The applicant on 3 October 2005 filed an application for an extension of time within which to appeal stating as the ground of his application, "I though [sic] my solicitor was handling my appeal and that is why I withdrew the appeal previously. Also I was waiting for approval from Legal Aid Queensland." His application was then almost 12 months out of time.
Although his application relates to both his conviction and his sentence, his proposed grounds of appeal only seem to be concerned with his sentence but he states today, in representing himself in this application, that he also wants to set aside his pleas of guilty.
His application states:
"The sentence was manifestly excessive. Also it was not stated to the District Court Judge Shanahan - that there had been fraud on my credit union accounts. I had been using accountant Greg Dorge from Don and Ken Haywood Accountants to try and trace where the money was being taken from, they gave me a list of transactions to try and find on my statements except my safe deposit box which was at ANZ Sandgate had the statements these were taken from my safe deposit box - when asked the Manager what had happen [sic] she stated it was mistaken identity - she was also advised previously before this happen [sic] that this could happen."
The applicant pleaded guilty in open court and when legally represented. He has not demonstrated any reason to set aside his pleas of guilty which were regularly entered by him. The matters referred to in his application relating to frauds committed upon him do not appear to have any direct relevance to his present application before this Court.
The offences occurred in this way.

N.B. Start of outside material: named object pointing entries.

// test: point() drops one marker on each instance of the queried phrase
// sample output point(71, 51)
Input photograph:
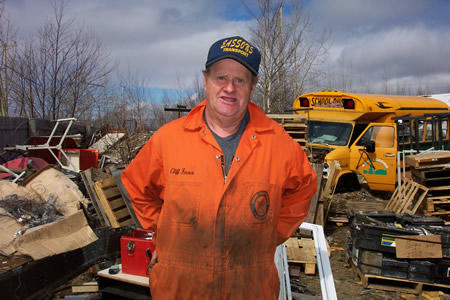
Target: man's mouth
point(228, 99)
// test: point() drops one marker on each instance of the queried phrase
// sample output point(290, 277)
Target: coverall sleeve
point(299, 188)
point(143, 179)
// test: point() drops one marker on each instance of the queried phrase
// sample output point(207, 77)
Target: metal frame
point(47, 146)
point(17, 177)
point(323, 262)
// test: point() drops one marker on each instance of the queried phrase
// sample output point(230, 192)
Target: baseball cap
point(236, 48)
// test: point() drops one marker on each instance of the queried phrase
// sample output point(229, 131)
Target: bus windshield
point(329, 133)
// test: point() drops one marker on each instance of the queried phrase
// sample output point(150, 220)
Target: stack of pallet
point(109, 198)
point(433, 171)
point(389, 251)
point(295, 126)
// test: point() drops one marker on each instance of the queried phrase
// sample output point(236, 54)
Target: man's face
point(229, 88)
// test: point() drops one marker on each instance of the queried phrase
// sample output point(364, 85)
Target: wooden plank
point(112, 192)
point(115, 204)
point(128, 278)
point(405, 195)
point(377, 282)
point(424, 159)
point(127, 222)
point(302, 251)
point(318, 169)
point(122, 213)
point(86, 176)
point(106, 205)
point(87, 287)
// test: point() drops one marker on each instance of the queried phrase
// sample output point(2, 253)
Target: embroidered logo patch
point(260, 204)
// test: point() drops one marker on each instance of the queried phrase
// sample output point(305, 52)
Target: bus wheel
point(348, 183)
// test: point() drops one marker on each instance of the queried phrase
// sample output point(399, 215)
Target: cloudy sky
point(403, 40)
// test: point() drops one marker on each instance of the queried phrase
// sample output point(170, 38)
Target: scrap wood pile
point(62, 221)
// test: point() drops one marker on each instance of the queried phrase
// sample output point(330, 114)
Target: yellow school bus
point(366, 132)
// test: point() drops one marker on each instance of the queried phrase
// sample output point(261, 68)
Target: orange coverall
point(216, 238)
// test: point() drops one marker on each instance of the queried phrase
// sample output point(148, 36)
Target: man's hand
point(153, 261)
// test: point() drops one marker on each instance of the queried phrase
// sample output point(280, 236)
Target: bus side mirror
point(370, 147)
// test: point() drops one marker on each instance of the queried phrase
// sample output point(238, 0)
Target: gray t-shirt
point(229, 144)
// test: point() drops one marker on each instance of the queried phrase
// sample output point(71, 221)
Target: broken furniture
point(71, 159)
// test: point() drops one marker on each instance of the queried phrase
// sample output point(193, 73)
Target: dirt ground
point(348, 284)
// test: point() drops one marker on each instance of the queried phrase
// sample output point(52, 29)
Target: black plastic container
point(394, 268)
point(379, 238)
point(421, 270)
point(443, 272)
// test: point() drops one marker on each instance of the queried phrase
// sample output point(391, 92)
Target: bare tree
point(291, 53)
point(8, 43)
point(136, 98)
point(60, 73)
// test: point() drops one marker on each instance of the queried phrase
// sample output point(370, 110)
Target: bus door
point(374, 154)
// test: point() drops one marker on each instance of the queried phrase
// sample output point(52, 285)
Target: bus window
point(444, 129)
point(329, 133)
point(429, 134)
point(421, 130)
point(382, 135)
point(404, 131)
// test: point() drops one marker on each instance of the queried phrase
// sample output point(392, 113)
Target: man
point(221, 187)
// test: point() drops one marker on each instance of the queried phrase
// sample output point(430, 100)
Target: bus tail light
point(304, 102)
point(349, 104)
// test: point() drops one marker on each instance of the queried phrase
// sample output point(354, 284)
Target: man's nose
point(230, 86)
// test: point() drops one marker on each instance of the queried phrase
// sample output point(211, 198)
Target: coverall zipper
point(222, 162)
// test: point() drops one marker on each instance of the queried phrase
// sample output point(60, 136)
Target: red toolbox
point(136, 250)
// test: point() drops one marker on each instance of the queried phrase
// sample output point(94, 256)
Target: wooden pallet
point(302, 251)
point(403, 198)
point(393, 284)
point(112, 202)
point(295, 125)
point(88, 181)
point(427, 160)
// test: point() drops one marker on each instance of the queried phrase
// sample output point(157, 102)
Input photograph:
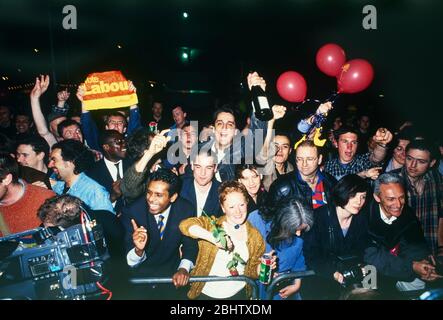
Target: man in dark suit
point(109, 171)
point(202, 189)
point(153, 238)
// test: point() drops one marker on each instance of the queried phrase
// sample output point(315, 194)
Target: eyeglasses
point(71, 133)
point(221, 125)
point(421, 161)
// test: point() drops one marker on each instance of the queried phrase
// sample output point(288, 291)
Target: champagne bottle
point(260, 104)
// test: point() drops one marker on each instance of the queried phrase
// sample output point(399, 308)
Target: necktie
point(161, 226)
point(117, 165)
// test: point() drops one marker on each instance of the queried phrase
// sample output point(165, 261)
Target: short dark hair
point(38, 145)
point(62, 211)
point(310, 144)
point(115, 114)
point(179, 106)
point(289, 217)
point(239, 168)
point(231, 186)
point(7, 144)
point(346, 188)
point(8, 165)
point(75, 152)
point(106, 136)
point(167, 176)
point(66, 123)
point(424, 145)
point(345, 129)
point(225, 108)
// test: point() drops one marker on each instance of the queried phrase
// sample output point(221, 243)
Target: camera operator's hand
point(287, 291)
point(339, 277)
point(180, 278)
point(425, 270)
point(139, 238)
point(159, 142)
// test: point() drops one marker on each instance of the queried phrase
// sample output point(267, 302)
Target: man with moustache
point(152, 236)
point(398, 249)
point(307, 181)
point(109, 171)
point(70, 159)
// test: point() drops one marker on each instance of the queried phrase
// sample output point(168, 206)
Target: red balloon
point(330, 59)
point(356, 76)
point(291, 86)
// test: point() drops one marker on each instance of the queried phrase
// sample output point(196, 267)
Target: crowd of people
point(178, 200)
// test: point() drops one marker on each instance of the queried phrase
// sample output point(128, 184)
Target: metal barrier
point(286, 276)
point(251, 282)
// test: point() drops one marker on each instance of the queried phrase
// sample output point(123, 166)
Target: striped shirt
point(337, 169)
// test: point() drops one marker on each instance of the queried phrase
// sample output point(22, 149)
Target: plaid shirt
point(360, 163)
point(428, 206)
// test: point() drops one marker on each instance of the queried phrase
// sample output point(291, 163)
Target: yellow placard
point(107, 90)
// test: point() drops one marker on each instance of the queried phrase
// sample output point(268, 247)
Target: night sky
point(227, 39)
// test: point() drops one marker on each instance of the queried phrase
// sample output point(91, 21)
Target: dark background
point(228, 38)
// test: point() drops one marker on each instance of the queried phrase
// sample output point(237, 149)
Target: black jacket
point(100, 173)
point(324, 243)
point(163, 256)
point(239, 151)
point(212, 204)
point(289, 185)
point(405, 232)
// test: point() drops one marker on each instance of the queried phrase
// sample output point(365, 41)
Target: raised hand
point(255, 80)
point(63, 96)
point(383, 136)
point(278, 111)
point(139, 238)
point(80, 92)
point(159, 142)
point(324, 108)
point(40, 87)
point(373, 173)
point(180, 278)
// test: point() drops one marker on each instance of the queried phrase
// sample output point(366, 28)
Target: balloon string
point(331, 99)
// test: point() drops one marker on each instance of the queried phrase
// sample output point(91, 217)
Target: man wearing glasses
point(307, 181)
point(232, 148)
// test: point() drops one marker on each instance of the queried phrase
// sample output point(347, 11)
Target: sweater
point(207, 252)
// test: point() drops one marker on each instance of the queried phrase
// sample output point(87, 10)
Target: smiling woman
point(340, 229)
point(229, 241)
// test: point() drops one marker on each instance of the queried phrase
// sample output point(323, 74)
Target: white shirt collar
point(386, 219)
point(201, 198)
point(165, 215)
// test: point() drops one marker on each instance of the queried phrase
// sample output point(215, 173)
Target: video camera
point(351, 269)
point(63, 265)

The magistrate attempted to explain to the applicant his rights and also the difficulties he faced with his application before the magistrate under the Domestic and Family Violence Protection Act 1989 (Qld) in respect of the applicant's former wife. The applicant then became frustrated and said, "I'm sick and tired of this court process. Now I'm going to start taking the matters in my own hand. Okay. Because I am tired and sick of it. I've been to the Brisbane Magistrates Court, I've been to Petrie. If I see you again" referring to the magistrate, "I'll put a bullet in your brain." The magistrate ordered that the applicant be arrested. The applicant then struggled with the police officer who followed the magistrate's order and the clerk of the court who came to the police officer's assistance. Each officer suffered some injuries including bruising and scratching and each required physiotherapy.

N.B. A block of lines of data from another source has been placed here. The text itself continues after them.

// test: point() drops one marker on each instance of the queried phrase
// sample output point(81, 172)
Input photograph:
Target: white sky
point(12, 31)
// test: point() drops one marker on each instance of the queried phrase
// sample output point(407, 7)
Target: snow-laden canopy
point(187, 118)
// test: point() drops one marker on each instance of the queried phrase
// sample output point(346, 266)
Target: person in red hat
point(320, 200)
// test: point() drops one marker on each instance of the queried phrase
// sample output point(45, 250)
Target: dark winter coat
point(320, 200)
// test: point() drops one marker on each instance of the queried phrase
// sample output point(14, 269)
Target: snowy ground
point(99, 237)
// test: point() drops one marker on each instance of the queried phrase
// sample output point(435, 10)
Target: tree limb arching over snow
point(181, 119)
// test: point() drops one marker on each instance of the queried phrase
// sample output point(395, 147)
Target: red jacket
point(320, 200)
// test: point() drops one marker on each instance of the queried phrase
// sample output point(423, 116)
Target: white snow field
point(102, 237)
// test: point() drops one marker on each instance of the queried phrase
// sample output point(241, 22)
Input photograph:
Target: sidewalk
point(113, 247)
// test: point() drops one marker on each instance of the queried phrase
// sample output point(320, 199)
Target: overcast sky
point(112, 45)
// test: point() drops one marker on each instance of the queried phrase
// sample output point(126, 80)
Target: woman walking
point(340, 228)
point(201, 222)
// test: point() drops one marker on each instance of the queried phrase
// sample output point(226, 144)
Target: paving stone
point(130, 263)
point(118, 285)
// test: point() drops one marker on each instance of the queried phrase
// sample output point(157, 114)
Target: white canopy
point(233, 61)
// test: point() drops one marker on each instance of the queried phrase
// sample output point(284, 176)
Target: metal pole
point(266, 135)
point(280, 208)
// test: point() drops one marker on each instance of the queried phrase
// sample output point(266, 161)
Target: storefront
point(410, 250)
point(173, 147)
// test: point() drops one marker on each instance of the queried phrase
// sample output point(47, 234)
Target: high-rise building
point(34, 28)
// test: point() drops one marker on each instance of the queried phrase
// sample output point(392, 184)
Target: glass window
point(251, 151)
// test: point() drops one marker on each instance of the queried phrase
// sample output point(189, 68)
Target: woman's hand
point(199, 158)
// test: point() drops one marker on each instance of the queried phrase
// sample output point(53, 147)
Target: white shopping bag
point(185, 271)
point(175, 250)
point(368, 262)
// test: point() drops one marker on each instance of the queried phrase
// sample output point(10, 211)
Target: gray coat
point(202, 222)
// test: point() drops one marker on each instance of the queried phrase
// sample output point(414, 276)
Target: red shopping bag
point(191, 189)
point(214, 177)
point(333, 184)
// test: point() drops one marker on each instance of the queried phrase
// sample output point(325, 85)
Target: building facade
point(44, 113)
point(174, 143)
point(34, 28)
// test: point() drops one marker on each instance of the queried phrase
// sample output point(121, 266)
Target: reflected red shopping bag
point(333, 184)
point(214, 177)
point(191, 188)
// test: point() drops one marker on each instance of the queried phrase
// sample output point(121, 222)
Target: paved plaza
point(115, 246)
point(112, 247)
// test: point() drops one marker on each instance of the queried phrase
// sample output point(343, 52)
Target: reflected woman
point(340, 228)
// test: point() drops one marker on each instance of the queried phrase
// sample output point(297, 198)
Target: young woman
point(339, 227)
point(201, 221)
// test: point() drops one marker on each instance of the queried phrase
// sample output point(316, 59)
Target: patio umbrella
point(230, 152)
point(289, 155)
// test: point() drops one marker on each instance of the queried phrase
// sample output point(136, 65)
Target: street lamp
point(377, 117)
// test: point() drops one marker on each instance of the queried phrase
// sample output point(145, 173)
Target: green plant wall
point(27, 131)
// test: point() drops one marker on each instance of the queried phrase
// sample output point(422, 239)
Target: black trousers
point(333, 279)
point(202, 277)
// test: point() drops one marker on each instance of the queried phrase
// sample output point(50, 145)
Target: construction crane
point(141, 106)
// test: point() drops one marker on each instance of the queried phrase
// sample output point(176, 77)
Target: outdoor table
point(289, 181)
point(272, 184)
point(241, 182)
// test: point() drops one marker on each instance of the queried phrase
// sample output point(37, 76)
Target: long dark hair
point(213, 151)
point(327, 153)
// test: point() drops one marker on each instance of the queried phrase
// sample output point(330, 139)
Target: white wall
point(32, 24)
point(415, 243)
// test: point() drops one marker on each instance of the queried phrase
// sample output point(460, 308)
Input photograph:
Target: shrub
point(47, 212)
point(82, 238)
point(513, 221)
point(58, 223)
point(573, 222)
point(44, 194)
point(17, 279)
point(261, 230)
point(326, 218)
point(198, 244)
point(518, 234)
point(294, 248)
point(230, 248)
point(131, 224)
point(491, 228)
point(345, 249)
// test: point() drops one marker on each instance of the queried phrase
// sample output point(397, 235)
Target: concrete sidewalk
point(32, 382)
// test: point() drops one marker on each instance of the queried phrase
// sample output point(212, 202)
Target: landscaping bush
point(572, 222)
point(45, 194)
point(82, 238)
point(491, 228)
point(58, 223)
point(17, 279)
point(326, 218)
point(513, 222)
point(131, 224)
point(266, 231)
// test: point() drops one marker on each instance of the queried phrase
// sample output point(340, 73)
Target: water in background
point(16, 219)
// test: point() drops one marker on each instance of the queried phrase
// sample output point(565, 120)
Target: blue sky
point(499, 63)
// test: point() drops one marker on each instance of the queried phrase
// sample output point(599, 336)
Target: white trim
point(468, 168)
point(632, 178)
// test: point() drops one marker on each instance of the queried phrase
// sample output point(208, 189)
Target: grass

The applicant was 44 years at sentence and 42 when he committed the offences. He had no criminal history. The pre-sentence report recommended that he be considered for probation and that he would benefit from completing an anger management program.
The learned sentencing judge rightly considered the applicant's conduct was very serious, especially as it involved violence within the courtroom itself so that an actual period of custody was warranted. The sentence imposed, the custodial aspect of which has now been served, was appropriate in the circumstances. Principles of general and particular deterrence supported an actual period in custody even though the applicant had no prior criminal history, had pleaded guilty and was obviously distraught because of his personal circumstances.
Serious courtroom threats to judicial officers followed by courtroom violence to court officers strike at the essence of the justice system and the rule of law, cornerstones of democratic government. It follows that the interests of justice do not require this Court to set aside the abandonment and reinstate his abandoned application to appeal against sentence nor would there be any utility in extending time for him to apply for leave to appeal against sentence or conviction because such an application would inevitably fail.
I would refuse his application for an extension of time within which to appeal. If there be an application under Criminal Practice Rules 1999 rule 69 I would also refuse that application.
McPHERSON JA: I agree.
MUIR J: I agree.
THE PRESIDENT: That is the order of the Court. Your application is refused.